Beginning in 1993, the EMGT randomised 255 patients from Malmö
and Helsingborg in Sweden who were in the early stages of open-angle
glaucoma to either no initial treatment or treatment with laser
trabeculectomy and IOP-lowering medication (Betaxolol).
The active treatment group saw an average 25% drop in IOP. Long-term
follow-up showed a marked advantage for treated patients, who went
an average of 66 months before developing signs of increased glaucomatous
damage compared to the control group which showed signs of advancing
disease after an average of 48 months.
Progression was also less frequent in the treatment group with 45%
developing signs of glaucoma compared to 62% of untreated patients.

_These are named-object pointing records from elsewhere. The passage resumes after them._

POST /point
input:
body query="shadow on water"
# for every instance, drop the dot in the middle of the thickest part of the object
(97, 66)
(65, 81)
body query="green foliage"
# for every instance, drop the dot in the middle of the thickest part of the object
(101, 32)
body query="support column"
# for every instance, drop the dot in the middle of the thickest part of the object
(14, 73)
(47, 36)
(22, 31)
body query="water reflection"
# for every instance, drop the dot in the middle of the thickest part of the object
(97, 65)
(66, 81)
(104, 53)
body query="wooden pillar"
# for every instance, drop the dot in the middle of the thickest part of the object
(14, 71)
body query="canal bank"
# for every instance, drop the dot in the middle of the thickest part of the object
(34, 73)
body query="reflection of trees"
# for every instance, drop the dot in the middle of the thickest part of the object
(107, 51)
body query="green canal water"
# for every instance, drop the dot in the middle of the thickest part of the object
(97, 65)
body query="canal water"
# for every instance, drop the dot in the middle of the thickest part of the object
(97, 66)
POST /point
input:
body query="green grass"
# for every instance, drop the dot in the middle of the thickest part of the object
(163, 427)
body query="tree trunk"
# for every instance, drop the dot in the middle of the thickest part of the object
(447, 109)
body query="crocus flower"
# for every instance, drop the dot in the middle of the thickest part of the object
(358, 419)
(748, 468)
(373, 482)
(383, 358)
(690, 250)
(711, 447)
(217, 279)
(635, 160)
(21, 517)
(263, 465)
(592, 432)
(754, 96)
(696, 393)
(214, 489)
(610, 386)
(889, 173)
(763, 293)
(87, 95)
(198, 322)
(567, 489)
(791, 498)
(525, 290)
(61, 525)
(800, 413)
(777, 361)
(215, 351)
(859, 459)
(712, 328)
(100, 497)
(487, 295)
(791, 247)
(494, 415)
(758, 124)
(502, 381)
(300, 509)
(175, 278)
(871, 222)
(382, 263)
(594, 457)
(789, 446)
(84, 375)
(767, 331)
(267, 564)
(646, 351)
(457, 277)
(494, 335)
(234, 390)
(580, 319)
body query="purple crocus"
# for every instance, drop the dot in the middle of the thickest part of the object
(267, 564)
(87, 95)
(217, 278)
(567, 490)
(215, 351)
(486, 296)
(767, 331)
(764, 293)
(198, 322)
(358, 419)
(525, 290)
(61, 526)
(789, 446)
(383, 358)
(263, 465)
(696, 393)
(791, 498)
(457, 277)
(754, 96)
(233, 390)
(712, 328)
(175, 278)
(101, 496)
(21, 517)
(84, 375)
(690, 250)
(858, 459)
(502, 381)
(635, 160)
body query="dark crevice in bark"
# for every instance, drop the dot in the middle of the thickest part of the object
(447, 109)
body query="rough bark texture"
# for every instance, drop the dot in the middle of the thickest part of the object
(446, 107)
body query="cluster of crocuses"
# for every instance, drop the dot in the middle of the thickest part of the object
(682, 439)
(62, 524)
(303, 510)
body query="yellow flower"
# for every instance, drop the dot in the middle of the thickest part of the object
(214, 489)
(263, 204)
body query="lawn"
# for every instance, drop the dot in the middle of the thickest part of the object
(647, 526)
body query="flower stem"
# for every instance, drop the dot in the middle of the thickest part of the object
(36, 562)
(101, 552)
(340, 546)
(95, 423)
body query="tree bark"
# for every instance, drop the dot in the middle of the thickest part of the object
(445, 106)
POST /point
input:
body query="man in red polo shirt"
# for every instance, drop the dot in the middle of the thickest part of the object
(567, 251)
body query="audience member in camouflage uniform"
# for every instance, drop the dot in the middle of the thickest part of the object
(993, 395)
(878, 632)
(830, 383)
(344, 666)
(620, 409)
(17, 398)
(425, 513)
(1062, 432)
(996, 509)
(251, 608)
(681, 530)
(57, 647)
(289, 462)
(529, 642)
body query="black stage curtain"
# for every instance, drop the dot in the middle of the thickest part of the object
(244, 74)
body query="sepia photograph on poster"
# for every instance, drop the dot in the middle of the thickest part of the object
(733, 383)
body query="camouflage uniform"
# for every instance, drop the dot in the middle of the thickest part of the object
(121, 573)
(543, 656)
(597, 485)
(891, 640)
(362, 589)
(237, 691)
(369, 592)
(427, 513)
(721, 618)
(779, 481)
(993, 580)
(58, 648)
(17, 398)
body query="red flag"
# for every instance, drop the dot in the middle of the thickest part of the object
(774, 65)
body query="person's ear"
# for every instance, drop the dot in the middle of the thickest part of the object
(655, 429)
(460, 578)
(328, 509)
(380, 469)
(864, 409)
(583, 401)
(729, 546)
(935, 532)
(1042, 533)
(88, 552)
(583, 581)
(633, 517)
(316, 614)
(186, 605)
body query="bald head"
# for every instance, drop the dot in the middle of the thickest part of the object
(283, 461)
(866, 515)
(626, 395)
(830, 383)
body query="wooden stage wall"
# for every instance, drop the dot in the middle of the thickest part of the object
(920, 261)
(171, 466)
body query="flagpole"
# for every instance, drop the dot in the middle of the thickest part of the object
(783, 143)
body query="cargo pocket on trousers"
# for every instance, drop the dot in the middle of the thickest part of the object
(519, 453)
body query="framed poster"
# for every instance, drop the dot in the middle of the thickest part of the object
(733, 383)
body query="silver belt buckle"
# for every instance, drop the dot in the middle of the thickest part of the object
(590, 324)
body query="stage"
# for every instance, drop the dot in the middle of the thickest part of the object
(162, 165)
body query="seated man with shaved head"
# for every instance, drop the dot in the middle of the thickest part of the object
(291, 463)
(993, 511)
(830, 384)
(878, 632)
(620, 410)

The patients, who had a median age of 68 years, were examined every
three months for an average of six years. These comprehensive examinations
included Humphrey Full Threshold 30-2 visual field tests and tonometry
at every visit, and optic disc photography every six months.
Patients in the control group whose glaucoma progressed were immediately
offered treatment.
The treatment effects were seen in all age groups and in both high-
and normal-tension glaucoma, and among eyes with greater or less
amounts of visual field loss, reported Anders Heijl MD, PhD in the
journal Archives of Ophthalmology.
"These results strongly support the body of evidence suggesting
that immediate treatment of early stage open-angle glaucoma will
slow the disease progression," said Paul Sieving MD, PhD, Director
of the National Eye Institute (NEI), co-sponsor of the study.
All patients in the study had newly detected, previously untreated
open-angle glaucoma. Most were recruited from a population-based
screening of more than 44,000 elderly citizens. Patients with mean
IOP above 30 mm Hg were specifically excluded from the study.
Other exclusion criteria included advanced visual field defects,
visual acuity worse than 20/40 or any condition which would preclude
perimetric evaluation or optic disc photography.
"The EMGT data has important clinical implications. The results
not only confirm previous beliefs that IOP reduction is beneficial
but also provide new knowledge on rates of disease progression,
with and without treatment, in patients with various characteristics.
"Our results therefore strengthen the rationale for current
standard clinical management," the researchers said.
Dr Heijl noted that inter-patient variability was very large. Thus,
as many as 30% of treated patients progress after only four years
and some untreated patients remained stable throughout the study.
"The study findings support the medical community's growing
contention that glaucoma treatment should be tailored to the individual
needs of the patient. One option could include no initial treatment,
but subsequent treatment if the disease progresses.
"Many glaucoma medicines have side effects, so the decision
not to treat the disease in its early stage - but closely monitor
patients - can postpone or obviate the need for medications in selected
patients," Dr Heijl said.
Side effects associated with treatment included redness, dryness,
erythema and blurred vision.
Data monitoring revealed a surprise, a considerably higher rate
of nuclear opacities of LOCS II Grade II or above in the treatment
group.
Six patients in the treatment group required cataract surgery compared
to two in the control group. Glaucoma filtering surgery and topical
irreversible cholinesterase inhibitors have both been associated
with an increased cataract incidence in previous studies.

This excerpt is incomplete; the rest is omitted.